Quels usages et quels besoins ?

Toutefois, tous les usages évoqués ou imaginés sont déjà possibles avec la 4G et/ou la fibre. La 5G n’a donc pas l’exclusivité des projets innovants. Et inversement, « pour l’heure, aucun usage n’a pas fait la preuve qu’il avait besoin de la 5G », tempère Bruno Foucras, professeur agrégé de sciences industrielles de l’ingénieur à Aix-Marseille Université et membre du think tank The Shift Project*. Pour lui, c’est la question des besoins, encore plus que celle des usages, qui doit être posée. À titre d’exemple, « le véhicule autonome, qui devrait bénéficier pleinement de l’essor de la 5G, avec une meilleure fiabilité et des temps de latence réduits, semble intéressant », remarque Caroline Zorn, vice-présidente en charge de la métropole numérique à l’Eurométropole de Strasbourg. « Mais la question se pose de savoir si l’on veut de ces véhicules, dans un objectif de réduction de la circulation automobile, pour réaliser la transition environnementale. » Ce que Bruno Foucras résume en ces termes : « Doit-on mettre de l’argent dans la 5G pour éviter les bouchons… ou pour qu’il y ait moins de voitures ? »

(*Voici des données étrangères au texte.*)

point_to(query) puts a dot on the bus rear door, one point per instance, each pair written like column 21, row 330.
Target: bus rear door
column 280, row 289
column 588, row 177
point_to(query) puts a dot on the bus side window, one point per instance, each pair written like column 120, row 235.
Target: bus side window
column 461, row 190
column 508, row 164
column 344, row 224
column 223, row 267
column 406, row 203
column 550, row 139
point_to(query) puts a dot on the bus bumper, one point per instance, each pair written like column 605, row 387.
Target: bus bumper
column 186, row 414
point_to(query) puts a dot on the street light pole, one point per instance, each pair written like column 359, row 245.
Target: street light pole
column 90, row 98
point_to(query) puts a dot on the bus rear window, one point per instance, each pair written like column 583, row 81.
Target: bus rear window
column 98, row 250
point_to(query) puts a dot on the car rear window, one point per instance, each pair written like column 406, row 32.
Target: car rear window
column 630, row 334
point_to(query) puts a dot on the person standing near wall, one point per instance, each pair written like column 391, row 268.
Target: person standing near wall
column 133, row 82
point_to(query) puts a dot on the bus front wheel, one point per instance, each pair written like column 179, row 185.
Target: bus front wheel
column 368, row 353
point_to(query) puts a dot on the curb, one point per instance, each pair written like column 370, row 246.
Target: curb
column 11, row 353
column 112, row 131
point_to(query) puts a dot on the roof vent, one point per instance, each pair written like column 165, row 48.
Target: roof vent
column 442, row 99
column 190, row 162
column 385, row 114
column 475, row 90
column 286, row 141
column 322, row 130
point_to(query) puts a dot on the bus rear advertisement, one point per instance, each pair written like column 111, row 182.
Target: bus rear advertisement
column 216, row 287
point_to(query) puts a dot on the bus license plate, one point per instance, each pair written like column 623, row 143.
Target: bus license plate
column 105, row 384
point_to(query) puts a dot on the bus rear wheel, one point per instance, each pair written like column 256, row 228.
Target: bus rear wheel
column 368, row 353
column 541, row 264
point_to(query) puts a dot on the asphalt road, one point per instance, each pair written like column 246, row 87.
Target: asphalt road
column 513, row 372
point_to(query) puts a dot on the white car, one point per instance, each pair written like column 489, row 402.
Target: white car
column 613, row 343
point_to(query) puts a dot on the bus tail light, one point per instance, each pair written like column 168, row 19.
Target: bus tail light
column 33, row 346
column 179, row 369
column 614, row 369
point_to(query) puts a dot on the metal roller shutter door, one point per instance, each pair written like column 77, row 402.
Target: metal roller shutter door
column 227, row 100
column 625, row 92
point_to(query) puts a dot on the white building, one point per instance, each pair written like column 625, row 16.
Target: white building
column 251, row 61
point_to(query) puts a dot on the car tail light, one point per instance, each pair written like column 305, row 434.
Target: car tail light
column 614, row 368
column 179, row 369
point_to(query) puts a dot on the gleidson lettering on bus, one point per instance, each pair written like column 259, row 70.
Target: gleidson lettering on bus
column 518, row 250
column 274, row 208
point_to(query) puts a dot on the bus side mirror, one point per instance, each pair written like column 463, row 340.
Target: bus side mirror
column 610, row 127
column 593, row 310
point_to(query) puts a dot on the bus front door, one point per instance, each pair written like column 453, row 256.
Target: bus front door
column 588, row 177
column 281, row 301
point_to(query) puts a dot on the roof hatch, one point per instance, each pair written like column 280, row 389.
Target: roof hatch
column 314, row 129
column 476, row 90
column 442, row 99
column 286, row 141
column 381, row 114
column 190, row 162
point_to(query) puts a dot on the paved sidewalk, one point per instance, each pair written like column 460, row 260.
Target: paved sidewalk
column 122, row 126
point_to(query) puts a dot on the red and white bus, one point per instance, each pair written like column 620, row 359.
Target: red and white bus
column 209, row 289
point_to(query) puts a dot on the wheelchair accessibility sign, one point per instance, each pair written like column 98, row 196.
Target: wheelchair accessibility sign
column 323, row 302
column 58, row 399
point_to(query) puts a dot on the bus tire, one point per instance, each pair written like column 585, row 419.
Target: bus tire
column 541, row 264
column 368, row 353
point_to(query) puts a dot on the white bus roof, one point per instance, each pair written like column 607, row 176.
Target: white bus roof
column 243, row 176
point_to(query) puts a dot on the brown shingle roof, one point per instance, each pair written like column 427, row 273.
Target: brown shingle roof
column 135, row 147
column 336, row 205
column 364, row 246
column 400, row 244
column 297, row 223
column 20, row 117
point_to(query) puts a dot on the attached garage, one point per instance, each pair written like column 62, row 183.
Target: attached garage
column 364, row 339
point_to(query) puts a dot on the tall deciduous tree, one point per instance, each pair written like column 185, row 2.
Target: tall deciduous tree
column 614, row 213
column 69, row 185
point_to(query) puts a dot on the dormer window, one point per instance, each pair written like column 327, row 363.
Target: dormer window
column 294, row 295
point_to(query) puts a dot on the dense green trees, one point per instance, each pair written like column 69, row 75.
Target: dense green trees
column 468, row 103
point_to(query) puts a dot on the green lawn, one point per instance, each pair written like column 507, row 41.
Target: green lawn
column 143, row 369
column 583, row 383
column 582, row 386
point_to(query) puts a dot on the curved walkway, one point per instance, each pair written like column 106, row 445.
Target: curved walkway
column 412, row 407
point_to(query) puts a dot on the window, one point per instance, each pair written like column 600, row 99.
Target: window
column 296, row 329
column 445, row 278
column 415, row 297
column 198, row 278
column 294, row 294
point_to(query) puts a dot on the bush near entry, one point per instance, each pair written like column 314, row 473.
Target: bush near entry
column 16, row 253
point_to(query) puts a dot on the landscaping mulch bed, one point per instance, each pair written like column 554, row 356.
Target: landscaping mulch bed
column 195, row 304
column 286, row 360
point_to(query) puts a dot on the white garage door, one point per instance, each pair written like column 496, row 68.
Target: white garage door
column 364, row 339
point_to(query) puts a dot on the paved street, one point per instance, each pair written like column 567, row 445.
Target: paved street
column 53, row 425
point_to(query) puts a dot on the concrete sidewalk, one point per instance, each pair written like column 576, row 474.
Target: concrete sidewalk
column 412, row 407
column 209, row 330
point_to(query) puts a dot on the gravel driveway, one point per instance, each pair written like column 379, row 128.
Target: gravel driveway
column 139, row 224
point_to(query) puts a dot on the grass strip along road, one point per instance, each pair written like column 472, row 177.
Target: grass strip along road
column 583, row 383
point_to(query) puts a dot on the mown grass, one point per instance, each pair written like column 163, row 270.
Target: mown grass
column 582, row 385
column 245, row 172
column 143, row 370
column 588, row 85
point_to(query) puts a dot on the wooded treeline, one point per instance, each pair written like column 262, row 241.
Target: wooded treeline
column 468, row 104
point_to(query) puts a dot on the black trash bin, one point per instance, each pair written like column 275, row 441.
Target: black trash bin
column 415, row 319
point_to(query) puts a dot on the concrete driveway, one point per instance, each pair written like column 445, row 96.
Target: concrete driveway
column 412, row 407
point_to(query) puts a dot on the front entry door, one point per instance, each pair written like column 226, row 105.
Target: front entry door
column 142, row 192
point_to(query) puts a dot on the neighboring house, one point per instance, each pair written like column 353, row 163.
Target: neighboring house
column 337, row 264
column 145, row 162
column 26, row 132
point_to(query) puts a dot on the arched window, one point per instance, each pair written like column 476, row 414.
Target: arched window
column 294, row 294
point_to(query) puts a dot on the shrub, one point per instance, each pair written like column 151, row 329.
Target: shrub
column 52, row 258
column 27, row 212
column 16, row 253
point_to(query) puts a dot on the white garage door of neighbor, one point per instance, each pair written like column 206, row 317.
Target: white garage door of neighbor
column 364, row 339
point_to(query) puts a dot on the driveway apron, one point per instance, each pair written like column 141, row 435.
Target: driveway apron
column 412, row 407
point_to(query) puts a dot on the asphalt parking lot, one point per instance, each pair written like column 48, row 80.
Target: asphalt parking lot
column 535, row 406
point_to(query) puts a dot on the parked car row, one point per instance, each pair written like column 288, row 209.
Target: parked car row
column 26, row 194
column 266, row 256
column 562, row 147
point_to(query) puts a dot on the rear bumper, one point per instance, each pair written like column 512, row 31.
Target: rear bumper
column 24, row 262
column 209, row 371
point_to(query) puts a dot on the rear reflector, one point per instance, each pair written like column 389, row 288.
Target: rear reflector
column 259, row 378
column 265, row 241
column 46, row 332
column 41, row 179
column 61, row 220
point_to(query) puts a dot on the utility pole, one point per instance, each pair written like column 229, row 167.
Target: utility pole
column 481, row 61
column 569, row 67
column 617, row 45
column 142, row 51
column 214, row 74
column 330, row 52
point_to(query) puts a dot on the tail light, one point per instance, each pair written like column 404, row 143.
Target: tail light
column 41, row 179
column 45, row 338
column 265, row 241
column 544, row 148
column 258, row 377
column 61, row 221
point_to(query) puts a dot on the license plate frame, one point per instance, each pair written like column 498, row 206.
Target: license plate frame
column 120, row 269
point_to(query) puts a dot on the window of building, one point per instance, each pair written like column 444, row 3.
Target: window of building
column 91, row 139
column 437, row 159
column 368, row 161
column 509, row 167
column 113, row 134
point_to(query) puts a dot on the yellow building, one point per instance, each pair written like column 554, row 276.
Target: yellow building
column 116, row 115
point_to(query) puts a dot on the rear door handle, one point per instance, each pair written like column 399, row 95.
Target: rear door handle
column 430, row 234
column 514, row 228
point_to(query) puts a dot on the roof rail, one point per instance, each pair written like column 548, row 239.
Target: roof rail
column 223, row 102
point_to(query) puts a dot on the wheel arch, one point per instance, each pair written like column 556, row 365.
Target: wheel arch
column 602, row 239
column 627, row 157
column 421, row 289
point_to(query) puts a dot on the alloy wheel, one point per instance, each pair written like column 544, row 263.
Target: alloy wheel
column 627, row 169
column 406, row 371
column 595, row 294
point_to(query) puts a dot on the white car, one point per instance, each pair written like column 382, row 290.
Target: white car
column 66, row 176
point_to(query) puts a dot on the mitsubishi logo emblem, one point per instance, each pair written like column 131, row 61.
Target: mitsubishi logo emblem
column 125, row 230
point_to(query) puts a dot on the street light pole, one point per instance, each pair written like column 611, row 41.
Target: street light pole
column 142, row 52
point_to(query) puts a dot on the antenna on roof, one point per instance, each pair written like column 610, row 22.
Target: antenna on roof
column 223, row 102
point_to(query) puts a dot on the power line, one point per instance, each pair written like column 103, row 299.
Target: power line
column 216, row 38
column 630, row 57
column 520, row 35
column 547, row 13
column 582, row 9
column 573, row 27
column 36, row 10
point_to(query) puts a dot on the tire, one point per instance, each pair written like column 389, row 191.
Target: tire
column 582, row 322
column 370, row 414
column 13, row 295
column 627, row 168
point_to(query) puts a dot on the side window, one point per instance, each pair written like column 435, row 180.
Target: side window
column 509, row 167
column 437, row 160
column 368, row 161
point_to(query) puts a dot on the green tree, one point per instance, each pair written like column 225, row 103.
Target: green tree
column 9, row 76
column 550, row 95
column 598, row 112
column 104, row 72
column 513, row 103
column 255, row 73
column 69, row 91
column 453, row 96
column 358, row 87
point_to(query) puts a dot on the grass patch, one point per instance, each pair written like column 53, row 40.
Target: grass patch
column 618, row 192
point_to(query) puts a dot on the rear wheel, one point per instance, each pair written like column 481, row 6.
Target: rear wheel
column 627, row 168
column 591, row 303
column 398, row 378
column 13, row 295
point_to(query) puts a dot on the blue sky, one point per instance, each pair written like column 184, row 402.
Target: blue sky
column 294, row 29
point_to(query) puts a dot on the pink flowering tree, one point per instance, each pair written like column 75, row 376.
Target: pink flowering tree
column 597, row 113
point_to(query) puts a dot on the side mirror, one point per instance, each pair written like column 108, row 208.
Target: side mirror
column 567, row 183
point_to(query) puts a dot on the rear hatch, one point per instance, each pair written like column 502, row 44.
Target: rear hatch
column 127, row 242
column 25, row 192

Côme Girschig, porte-parole du collectif Procès 5G France, lui, « craint ce déploiement d’un point de vue méthodologique : on fait les choses dans le désordre. La 5G va apporter une révolution en termes économique et numérique, mais c’est un choix qu’on n’a pas fait. Ça pose la question du projet de société que l’on souhaite ».

L’impact environnemental inquiète

D’autant que l’augmentation des débits et les usages nouveaux entraîneront nécessairement un effet rebond, et ce, même si, à périmètre constant, les niveaux de consommation électrique par quantité d’informations échangées diminuent. Xavier Verne, directeur de projet à la SNCF et expert sobriété numérique pour The Shift Project, explique : « Quand il y a des gains technologiques, on maximise l’usage. Avec la 5G, c’est comme si on créait une 5e voie d’autoroute, sans savoir ce qui va rouler dessus. La seule chose dont on est sûr, c’est qu’on va remplir les tuyaux. » D’où une inquiétude grandissante concernant l’impact environnemental de la 5G : « Est-on prêt à en assumer le coût énergétique ? On parle de smart-cities, d’accord, mais a-t-on des exemples de smart-cities dont la facture carbone a diminué ? Je n’en connais pas. » Dans son rapport remis fin 2020, le Haut conseil pour le climat (HCC) alerte lui aussi : « Le déploiement de la 5G peut induire des émissions directes (construction, déploiement des infrastructures) ou indirectes (mise à disposition de nouvelles infrastructures, terminaux et services pour les usages de la 5G, qui génèrent des émissions de gaz à effet de serre pour leur fabrication et leur utilisation). Selon l’intensité du déploiement, l’impact carbone de la 5G pourrait ajouter entre 2,7 Mt éqCO2 et 6,7 Mt éqCO2 en 2030 à l’empreinte carbone du numérique. » Des chiffres « difficilement compatibles avec la trajectoire carbone de la France », commente Jean-Marc Jancovici, membre du HCC.

Favoriser la 5G dédiée à la transition écologique

Alors, quels garde-fous déployer ? Guy Pujolle estime qu’« il faut accepter les progrès apportés par la 5G, mais associer son déploiement à des limitations : limiter les puissances d’émission pour moins de risque sanitaire ; limiter les débits pour éviter les applications qui ne servent à rien… » Le HCC préconise pour sa part de favoriser la 5G dédiée à la transition écologique à travers des usages qui permettront de maintenir la trajectoire carbone, via des taxes par exemple. L’État a d’ailleurs fait des propositions en ce sens, dans sa feuille de route Numérique et Environnement présentée au mois de février pour « faire du numérique un levier de la transition écologique et solidaire ». Le fonds du 4e Programme d’investissements d’avenir (PIA) et un autre de 300 millions d’euros viendront soutenir la GreenTech et les innovations mettant la 5G au service de la transition écologique. Est-ce que cela sera suffisant ? Certains en doutent.

* The Shift Project est un think tank qui œuvre en faveur d’une économie libérée de la contrainte carbone.